From the National Park Service perspective: Several new reports chart a disturbing decline in visits to U.S. national parks. Such visits grew steadily from the 1930s until 1987, peaking at an average of 1.2 visits a person per year. But over the next 16 years, the number of people visiting those parks dropped by 25 percent. (Fortunately, Zion's visitor numbers have remained relatively steady). In October 2006, the superintendent of Yellowstone National Park joined the cadre of activists around the country calling for a no-child-left-inside campaign to make children more comfortable with the outdoors. In a similar move, the U.S. Forest Service is launching More Kids in the Woods, which would fund local efforts to get children outdoors.

Two researchers report that 97.5 percent of the drop in attendance is due to the increased time Americans spend plugged into electronics. Pergams and Zaradic warn about "videophilia" - a shift from loving streams (biophilia) to loving screens.

But what drives children and the rest of us into virtual reality? The answers range from lack of time to development patterns, but the main culprit is fear, particularly fear of strangers. This fear has less do with reality (the number of child abductions has been stable or falling for two decades) than with the seemingly endless loop of coverage for a handful of terrible crimes against children every year, while other significant stories go underreported.

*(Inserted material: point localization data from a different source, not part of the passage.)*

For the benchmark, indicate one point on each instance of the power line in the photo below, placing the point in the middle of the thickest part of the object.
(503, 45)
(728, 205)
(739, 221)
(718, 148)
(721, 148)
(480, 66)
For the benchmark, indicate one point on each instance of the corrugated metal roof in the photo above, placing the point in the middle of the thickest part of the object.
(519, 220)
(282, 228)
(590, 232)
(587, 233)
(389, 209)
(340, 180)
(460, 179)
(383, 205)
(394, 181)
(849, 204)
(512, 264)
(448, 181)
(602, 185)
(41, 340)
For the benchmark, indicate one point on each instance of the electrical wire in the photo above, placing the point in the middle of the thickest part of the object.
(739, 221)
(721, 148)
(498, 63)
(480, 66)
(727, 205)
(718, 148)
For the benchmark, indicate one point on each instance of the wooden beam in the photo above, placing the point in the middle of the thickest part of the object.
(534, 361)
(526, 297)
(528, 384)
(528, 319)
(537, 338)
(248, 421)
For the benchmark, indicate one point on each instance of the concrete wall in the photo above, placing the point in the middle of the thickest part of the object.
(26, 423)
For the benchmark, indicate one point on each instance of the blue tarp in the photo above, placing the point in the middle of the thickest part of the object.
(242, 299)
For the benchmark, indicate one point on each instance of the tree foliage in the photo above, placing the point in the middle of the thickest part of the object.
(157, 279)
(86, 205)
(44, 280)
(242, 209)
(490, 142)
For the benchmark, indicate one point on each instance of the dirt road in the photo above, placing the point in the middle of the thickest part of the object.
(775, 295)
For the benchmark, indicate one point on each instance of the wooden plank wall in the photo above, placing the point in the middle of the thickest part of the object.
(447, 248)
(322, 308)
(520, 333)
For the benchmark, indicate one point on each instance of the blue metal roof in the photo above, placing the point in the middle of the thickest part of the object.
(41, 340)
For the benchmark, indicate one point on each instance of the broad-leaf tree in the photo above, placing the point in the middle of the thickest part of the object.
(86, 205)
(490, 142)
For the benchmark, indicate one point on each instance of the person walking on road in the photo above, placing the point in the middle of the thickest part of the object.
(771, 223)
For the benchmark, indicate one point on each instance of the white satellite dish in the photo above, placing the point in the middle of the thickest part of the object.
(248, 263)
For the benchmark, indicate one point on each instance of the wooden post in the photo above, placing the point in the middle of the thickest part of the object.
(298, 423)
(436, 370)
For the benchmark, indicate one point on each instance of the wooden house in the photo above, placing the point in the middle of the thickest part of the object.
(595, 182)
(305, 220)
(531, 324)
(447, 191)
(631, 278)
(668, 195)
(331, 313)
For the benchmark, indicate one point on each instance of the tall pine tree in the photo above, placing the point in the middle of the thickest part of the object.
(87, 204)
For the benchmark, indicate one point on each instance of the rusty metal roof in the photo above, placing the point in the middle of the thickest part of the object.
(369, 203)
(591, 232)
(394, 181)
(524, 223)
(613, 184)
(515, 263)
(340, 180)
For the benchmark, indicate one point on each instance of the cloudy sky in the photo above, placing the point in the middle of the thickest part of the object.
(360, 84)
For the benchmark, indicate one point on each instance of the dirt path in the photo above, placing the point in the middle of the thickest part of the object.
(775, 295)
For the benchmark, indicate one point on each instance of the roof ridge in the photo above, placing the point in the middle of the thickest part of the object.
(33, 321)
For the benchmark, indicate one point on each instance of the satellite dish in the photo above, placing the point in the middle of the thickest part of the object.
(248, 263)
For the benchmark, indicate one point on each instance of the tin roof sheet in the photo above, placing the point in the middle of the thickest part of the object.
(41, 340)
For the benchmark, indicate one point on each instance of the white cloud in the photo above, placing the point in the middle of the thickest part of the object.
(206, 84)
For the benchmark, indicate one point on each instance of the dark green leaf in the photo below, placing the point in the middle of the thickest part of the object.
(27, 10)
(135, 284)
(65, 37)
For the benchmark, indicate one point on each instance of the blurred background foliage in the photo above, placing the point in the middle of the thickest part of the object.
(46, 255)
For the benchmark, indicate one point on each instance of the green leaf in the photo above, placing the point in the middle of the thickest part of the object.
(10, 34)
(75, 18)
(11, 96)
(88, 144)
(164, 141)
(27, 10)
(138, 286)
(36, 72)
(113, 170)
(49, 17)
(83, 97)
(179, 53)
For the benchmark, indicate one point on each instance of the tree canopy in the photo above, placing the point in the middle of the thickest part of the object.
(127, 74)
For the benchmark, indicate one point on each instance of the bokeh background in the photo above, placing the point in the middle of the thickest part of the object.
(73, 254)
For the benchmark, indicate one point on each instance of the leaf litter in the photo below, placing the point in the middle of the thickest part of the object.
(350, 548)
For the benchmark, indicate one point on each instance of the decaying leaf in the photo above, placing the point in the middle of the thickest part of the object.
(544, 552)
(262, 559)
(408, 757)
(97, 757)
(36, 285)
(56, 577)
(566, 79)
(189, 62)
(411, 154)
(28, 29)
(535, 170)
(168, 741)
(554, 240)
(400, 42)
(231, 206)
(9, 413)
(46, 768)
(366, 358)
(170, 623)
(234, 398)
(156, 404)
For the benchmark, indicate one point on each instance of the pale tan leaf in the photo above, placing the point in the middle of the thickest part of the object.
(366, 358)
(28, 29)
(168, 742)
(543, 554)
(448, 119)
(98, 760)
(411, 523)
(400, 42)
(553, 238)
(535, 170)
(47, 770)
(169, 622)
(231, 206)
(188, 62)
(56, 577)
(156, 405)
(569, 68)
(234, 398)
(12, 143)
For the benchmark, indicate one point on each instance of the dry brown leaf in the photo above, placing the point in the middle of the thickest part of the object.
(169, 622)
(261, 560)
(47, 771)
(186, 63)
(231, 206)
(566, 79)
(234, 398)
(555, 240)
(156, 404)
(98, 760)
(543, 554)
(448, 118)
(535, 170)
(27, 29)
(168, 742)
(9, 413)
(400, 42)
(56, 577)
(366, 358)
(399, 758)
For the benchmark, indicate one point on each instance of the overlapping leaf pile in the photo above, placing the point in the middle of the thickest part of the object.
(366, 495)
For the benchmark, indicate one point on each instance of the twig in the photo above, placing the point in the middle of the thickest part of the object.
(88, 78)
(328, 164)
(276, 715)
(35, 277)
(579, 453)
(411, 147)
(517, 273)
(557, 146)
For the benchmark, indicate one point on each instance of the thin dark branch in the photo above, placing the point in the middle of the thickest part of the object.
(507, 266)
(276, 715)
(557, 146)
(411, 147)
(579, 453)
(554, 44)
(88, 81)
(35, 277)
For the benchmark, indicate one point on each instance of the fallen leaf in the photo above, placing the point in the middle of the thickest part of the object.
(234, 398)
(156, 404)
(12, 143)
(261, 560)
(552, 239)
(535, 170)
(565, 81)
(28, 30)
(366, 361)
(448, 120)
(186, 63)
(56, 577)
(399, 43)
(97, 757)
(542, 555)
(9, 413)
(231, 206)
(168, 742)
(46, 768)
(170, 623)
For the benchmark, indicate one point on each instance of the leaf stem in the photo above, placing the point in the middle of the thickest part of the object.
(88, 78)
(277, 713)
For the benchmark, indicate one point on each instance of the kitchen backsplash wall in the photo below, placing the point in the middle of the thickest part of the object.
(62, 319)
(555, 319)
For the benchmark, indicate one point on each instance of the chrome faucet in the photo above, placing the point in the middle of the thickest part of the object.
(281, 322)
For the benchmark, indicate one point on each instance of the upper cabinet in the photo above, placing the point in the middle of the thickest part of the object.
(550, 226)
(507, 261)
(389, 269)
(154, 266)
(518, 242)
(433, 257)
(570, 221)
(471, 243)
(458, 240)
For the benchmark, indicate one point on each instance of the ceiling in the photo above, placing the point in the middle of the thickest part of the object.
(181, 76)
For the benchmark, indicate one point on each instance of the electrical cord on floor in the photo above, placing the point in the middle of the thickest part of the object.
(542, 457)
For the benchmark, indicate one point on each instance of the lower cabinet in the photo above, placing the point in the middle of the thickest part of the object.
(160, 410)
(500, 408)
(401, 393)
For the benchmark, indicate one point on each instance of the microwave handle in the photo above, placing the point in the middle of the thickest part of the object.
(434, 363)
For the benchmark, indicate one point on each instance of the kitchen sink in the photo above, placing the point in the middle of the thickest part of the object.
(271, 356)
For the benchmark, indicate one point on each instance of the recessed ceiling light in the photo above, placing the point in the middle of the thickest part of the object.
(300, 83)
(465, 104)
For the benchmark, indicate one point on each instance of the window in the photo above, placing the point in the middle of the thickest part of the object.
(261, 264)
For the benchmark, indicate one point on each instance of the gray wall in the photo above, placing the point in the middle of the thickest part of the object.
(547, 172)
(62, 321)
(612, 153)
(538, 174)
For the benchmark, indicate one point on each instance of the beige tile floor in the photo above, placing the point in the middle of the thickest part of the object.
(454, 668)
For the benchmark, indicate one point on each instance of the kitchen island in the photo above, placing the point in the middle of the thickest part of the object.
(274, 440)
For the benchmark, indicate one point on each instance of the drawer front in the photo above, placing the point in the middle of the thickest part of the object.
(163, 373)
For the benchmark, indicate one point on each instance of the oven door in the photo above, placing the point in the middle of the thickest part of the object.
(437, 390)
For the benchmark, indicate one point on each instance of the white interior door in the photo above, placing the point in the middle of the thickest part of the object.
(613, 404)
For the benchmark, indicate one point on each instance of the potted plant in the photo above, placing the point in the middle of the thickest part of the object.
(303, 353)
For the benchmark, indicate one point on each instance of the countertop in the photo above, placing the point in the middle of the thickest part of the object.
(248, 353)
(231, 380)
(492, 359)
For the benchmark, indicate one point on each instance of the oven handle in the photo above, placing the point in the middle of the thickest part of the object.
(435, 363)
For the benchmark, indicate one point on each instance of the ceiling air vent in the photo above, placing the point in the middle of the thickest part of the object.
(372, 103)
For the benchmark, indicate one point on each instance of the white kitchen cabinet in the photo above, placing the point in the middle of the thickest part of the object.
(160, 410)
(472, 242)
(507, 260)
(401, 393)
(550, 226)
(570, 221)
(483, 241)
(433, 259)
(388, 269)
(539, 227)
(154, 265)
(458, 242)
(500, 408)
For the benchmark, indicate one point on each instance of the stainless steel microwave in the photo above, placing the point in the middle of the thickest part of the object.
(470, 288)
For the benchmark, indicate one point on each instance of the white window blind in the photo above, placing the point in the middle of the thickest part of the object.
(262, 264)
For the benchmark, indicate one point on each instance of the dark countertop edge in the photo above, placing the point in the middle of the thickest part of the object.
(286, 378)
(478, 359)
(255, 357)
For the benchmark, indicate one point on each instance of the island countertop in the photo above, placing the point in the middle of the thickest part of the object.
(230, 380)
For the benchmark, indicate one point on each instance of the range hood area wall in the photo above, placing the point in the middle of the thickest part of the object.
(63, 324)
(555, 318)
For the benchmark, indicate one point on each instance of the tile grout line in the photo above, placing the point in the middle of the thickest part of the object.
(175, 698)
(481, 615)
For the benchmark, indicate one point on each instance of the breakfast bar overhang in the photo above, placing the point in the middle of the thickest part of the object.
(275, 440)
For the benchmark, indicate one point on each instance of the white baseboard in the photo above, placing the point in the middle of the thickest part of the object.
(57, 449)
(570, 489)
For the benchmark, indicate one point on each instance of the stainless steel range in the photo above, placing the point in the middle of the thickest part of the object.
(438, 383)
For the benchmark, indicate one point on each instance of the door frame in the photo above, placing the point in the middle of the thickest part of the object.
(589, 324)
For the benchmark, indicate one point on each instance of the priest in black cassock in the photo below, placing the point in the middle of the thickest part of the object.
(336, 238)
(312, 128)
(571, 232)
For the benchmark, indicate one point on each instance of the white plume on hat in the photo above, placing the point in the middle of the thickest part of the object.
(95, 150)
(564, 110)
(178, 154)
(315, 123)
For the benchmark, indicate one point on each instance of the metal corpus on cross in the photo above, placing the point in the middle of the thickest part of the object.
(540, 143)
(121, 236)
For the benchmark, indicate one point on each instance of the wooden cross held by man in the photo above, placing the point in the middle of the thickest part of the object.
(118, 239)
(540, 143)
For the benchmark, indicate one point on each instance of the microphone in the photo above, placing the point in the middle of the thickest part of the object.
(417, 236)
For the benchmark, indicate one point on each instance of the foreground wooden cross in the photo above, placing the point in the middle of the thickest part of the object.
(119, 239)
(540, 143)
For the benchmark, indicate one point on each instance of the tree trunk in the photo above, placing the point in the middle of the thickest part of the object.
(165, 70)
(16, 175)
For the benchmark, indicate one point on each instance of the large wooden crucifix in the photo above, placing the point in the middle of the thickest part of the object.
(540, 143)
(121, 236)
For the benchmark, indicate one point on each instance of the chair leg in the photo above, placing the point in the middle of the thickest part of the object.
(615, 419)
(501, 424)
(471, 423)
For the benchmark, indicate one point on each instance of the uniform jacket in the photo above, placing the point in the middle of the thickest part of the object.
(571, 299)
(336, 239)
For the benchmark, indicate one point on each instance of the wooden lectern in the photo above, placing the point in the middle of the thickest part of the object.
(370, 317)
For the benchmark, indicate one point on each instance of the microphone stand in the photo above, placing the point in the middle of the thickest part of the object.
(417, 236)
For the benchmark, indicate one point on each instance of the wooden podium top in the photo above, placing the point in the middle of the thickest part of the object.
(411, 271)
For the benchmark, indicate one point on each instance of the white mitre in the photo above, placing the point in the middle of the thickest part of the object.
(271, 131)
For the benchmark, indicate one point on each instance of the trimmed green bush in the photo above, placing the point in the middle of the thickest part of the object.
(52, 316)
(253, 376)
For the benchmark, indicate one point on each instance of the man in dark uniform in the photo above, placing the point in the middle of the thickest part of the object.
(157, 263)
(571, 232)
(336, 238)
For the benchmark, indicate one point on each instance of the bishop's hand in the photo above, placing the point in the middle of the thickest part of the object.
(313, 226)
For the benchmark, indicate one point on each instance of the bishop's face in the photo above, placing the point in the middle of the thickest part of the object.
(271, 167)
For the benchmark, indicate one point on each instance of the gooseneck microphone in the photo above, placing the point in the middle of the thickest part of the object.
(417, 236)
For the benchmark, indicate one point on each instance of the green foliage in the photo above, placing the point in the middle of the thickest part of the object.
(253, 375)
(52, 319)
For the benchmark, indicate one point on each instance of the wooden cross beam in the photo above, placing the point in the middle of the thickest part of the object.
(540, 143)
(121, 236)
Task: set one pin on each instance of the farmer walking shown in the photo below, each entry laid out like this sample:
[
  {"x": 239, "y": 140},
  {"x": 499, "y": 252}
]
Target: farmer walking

Zion's bottom line- Get those kids outdoors to explore, and get a responsible adult to go explore with them!

And more!
Nature is important to children's development in every major way - intellectually, emotionally, socially, spiritually, and physically. In his newest book, Building for Life: Designing and Understanding the Human-Nature Connection (Island Press, 2005), Dr. Stephen R. Kellert of Yale University states "Play in nature, particularly during the critical period of middle childhood, appears to be an especially important time for developing the capacities for creativity, problem-solving, and emotional and intellectual development.". He urges designers, developers, educators, political leaders and citizens throughout society to make changes in our modern built environments to provide children with positive contact with nature - where children live, play, and learn.

Green School Grounds Foster Achievement and Responsibility (Landscaping at home has similar implications)
There are numerous studies that document the benefits to students from school grounds that are ecologically diverse and include free-play areas, habitat for wildlife, walking trails, and gardens. Children who experience school grounds with diverse natural settings are more physically active, more aware of nutrition, more civil to one another, and more creative. One of the major benefits of green school grounds is increased involvement by adults and members of the nearby community, from helping with gardens to enriching the lifescape of the school grounds. Concerned about policy implications, this report offers specific recommendations for actions communities can take, from local neighborhoods to cities, states, and provinces. Bell, Anne C.; and Janet E. Dyment. "Grounds for Action: Promoting Physical Activity through School Ground Greening in Canada." © 2006 Evergreen. Available online at

Direct Experience and Mentoring Are Key Elements
The focus of recent research from Dr. Louise Chawla is on those factors that contribute to individuals choosing to take action to benefit the environment when they are adults.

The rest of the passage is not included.